We heard trains all day and all night. It was sounds from my childhood, when we lived near the tracks. We went down to the level crossing at the end of the campground to watch trains, as one does.

It’s quite easy to sit for an hour or more, waiting for trains. It was almost edge-of-the-seat exciting because there were up to ten trains an hour, and some of them were very long. I’ve lost my knack for counting cars. Unfortunately the cabooses seem to have disappeared so the pleasure of waving to the caboose attendant has been erased from train watching.

Decades ago this location, Albert Canyon, was a designated train stop, a pause before the climb to Kicking Horse Pass. The rapidly flowing Albert Creek, is spanned by a basic train bridge, which is essentially some long railway ties propping up the railway track, and held in place with steel girders. A narrow vehicle bridge adjacent to the tracks gave us allowance to cross the river safely.

Safety is relative. The vehicle bridge gave the impression of being rickety, made out of some cross beams with a metal mesh on top, and barricades about as high as a street curb. In fact, it was very secure and level. Not a wobble. Not a wiggle. The mesh was a tad slippery, which required careful stepping.

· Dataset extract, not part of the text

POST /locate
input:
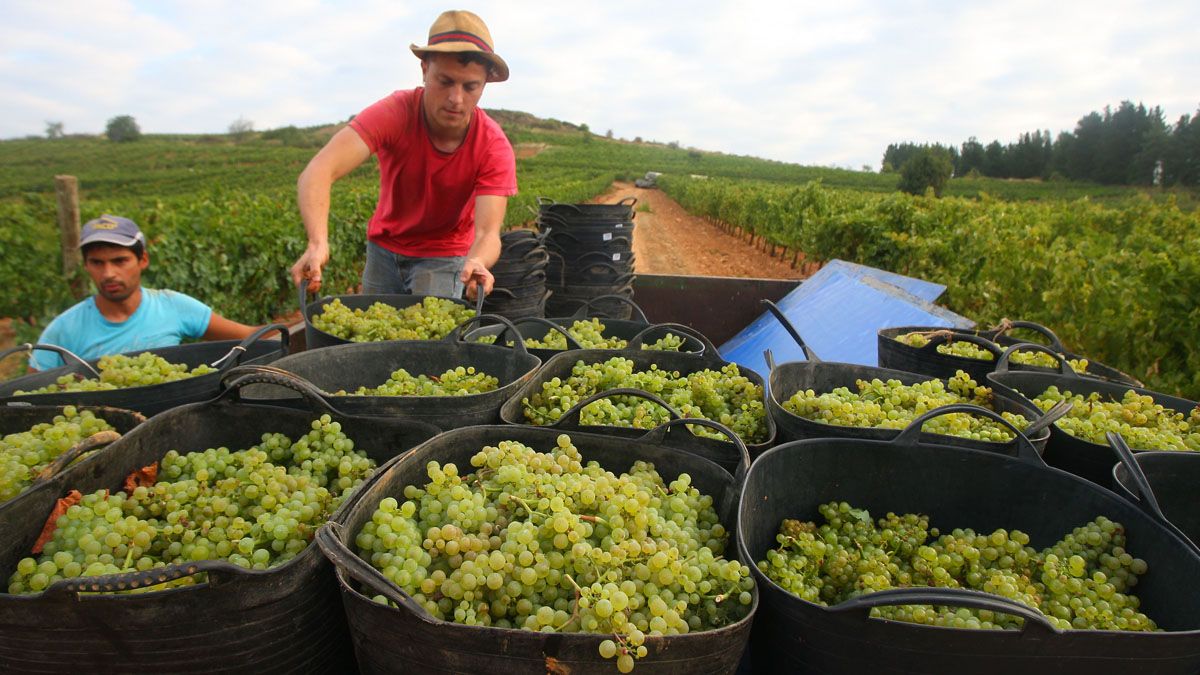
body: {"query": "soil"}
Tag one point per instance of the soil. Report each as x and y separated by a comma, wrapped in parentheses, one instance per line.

I walked carefully because that raging water rushed headlong under the bridges, centimetres from my feet, en route to its junction with the Illecillewaet River. Raging, of course, because it drops from about 1700 metres height to 700 metres height, a difference of 1 kilometre, in just over 3 kilometres. A 33% gradient! I’d be raging too if I tumbled that distance.
I didn’t dare look down when I walked across the bridge. My eyes were on the horizon. Vertigo on a barracade-less bridge is not ever a desired experience.

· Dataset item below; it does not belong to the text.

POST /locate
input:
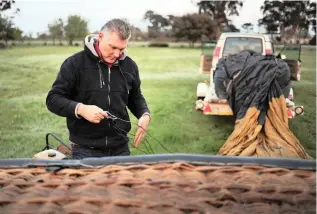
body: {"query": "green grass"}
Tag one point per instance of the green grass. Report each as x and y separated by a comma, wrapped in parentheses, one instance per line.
(169, 79)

The water speeding along close to the banks emphasised that the drop in elevation continued beyond this portion of the Albert Canyon. Granville, who likes to splash in water, had to be restrained. Once she stepped up to her knees into the glacier-fed water she seemed to realise there was sense in exercising caution around this fast-flowing, very cold creek.

This wide spot in Albert Canyon is an oasis in the midst of rough, near vertical igneous and metamorphic mountains. As befits an oasis, the campground had a lush forest on one side.

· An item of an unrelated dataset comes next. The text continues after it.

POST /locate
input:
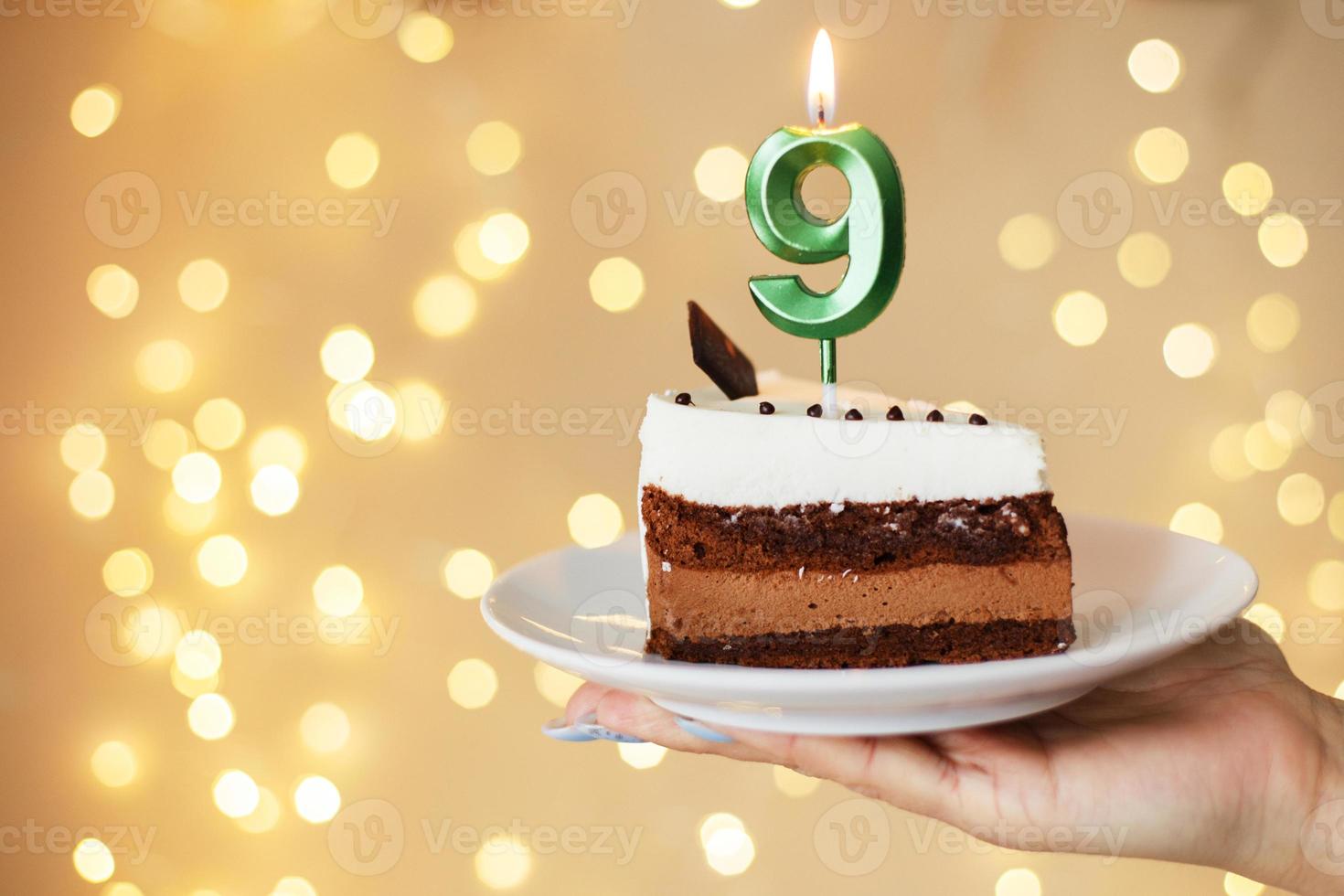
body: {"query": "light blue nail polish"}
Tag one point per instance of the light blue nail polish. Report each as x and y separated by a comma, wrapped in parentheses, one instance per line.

As we walked along the groomed path, all I could think about was Emily Carr, the British Columbia artist, contemporary of the Group of Seven, who painted Northwest Coast scenes. I know she did not paint in this part of British Columbia, but the woods here mirror the woods on the coast. Wood Interior (1932) is an example of one of her famous paintings that could have been painted in this place.

We came to the banks of Albert Creek from a different angle. The water was dull turquoise, still showing its glacial origins, still moving quickly, and still mesmerising to watch.

And we still had to restrain Granville from leaping in for a paddle. That current would have swept her away, eventually taking her to the Columbia River and then to the Pacific Ocean. We preferred to take her with us in the camping trailer, but it was tempting…

For my part, I gazed up and up, craning my neck and leaning back a bit, drinking in the magnificence, absorbing it, admiring it, enjoying it, overwhelmed by it. The Canadian Cordillera, the western conglomerate of mountain ranges, plateaus, and valleys, is worthy of its wide-spread exaltation. The British Columbia mountains and their side-features, the secondary characteristics like these that lend depth and gloss to the mountains, are spectacular. They are a rich and satisfying illustration of the licence plate motto “Beautiful British Columbia”.